题目来源
Compare two version numbers version1 and version2.
If version1 > version2 return 1, if version1 < version2 return -1, otherwise return 0.
You may assume that the version strings are non-empty and contain only digits and the . character.
The . character does not represent a decimal point and is used to separate number sequences.
For instance, 2.5 is not "two and a half" or "half way to version three", it is the fifth second-level revision of the second first-level revision.

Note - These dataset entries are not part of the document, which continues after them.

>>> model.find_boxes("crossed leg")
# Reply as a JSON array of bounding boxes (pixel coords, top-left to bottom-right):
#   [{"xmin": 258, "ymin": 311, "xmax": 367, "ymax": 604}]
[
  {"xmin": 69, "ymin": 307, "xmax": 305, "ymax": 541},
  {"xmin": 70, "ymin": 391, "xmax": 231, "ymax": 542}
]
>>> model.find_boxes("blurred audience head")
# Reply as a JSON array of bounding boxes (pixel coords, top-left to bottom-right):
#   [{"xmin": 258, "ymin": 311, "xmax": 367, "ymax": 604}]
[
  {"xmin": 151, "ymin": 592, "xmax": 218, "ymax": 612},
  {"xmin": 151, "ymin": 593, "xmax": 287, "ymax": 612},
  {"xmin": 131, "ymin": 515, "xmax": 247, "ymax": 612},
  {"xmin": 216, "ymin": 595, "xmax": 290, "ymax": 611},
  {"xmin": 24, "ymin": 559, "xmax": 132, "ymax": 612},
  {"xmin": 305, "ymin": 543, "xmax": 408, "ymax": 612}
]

Here is an example of version numbers ordering:
0.1 < 1.1 < 1.2 < 13.37
这道题目呢,一开始题目理解错了以为是只能有一个点,然后错了,是可以有多个点的,比如说1.1.2.2这样子。想法很简单,我想的是用递归的方法,把字符串转换成数字,依次比较每个小点之前的版本号,一样的继续往下比,代码如下:
class Solution {
public:
int compareVersion(string version1, string version2) {
return compare(version1, version2);
}
int compare(string v1, string v2)
{
int p1 = v1.find_first_of('.');
int p2 = v2.find_first_of('.');
int z1, z2;
if (p1 == -1)
z1 = convert2num(v1);
else
z1 = convert2num(v1.substr(0, p1));
if (p2 == -1)
z2 = convert2num(v2);
else
z2 = convert2num(v2.substr(0, p2));
if (z1 > z2)
return 1;
else if (z1 < z2)
return -1;
else {
if (p1 == -1 && p2 == -1)
return 0;
return compare(p1 == -1 ? "0" : v1.substr(p1+1), p2 == -1 ? "0" : v2.substr(p2+1));
}
}
int convert2num(string s)
{
int n = s.length();
int r = 0;
for (int i=0; i<n; i++) {
r = r * 10 + (s[i] - '0');
}
return r;
}
};
看看别人的,是简洁了一些。
class Solution {
public:
int compareVersion(string version1, string version2) {
int i = 0;
int j = 0;
int n1 = version1.size();
int n2 = version2.size();
int num1 = 0;
int num2 = 0;
while(i<n1 || j<n2)
{
while(i<n1 && version1[i]!='.'){
num1 = num1*10+(version1[i]-'0');
i++;
}
while(j<n2 && version2[j]!='.'){
num2 = num2*10+(version2[j]-'0');;
j++;
}
if(num1>num2) return 1;
else if(num1 < num2) return -1;
num1 = 0;
num2 = 0;
i++;
j++;
}
return 0;
}
};